Enter John Carbonaro (whose pasta sauce I love...), who "buys the rights." Like everybody in the comic book industry, he had absolutely no idea what that means or what he bought, and assumed it involved exclusive rights to "characters," which really isn't a legally-defined concept. His partner Singer actually did the research and determined that, no, there were no copyrights to own, so he split off.
Now, Carbonaro's interpretation of the copyright law is wrong, but understandable. By 1980, the law had changed to allow copyright notices more globally, as I mention above. As a complete novice, he naturally applied current law to old works and got the wrong answer.
Anyway, when Singer tried to publish his own series, Carbonaro tried to sue, but learned that you don't have the right to sue without a copyright registration. Therefore, he registered those books with (bad) copyright notices. If you look at the Library of Congress records, you'll see that THUNDER Agents #1 is registered, but not until September of 1984. The rest of the registrations (minus NoMan #1, which I guess means that scribble wasn't a copyright notice after all) come in December.
From here, what I know only comes from secondary sources. Allegedly, Carbonaro brought Singer to court, and the judge ruled from the bench (i.e., without bothering to go to trial) that the original books were in the public domain, and Carbonaro had no case. Singer's announcement then caused a flurry of THUNDER appearances through the '80s, because, hey, public domain.
The case also caused Carbonaro to license the Agents to several small companies, hoping that the license agreements would bolster the view that he owned the properties.
Some time after that...I don't understand it at all, but Carbonaro apparently claimed that he petitioned the courts to "give him back" the copyrights, and allegedly succeeded because nobody contested it.
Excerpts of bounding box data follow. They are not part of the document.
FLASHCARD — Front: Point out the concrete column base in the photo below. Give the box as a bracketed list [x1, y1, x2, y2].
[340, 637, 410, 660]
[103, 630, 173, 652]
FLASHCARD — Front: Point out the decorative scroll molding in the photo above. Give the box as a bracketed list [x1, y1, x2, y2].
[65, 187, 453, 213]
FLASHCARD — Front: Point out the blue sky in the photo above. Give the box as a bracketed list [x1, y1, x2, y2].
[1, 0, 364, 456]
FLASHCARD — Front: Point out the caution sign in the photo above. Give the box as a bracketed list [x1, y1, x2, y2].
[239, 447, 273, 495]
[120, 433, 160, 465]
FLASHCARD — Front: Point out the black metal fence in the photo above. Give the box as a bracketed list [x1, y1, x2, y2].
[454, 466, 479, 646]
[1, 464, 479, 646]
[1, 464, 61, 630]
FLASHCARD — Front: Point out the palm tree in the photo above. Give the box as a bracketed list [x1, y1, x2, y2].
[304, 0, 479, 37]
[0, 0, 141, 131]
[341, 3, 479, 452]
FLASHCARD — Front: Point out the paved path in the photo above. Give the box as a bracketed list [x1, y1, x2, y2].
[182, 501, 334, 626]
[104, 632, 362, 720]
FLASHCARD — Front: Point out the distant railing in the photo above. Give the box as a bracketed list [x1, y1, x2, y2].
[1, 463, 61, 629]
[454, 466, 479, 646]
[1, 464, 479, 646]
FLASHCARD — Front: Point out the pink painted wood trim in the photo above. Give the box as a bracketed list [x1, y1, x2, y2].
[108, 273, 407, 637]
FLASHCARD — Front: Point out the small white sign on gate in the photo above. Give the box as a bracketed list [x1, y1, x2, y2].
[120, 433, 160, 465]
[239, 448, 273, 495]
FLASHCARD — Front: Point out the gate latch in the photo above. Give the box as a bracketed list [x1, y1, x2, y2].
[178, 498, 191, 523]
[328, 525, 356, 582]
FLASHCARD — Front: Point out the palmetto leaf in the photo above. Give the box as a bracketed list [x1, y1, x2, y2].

But that's complete nonsense, since there's (as I said) no provision for retrieving the copyright of a public domain work. Otherwise, I'm sure somebody would have "re-copyrighted" the works of Shakespeare, by now.
However, since then, it looks like most of the industry has just played ball with Carbonaro, rather than worry about needing to fend off lawsuits from what seems to amount to an overly-posessive nut. Now that he's passed away, though, we'll see what happens. I can't imagine that his estate will be quite as obsessed with the characters.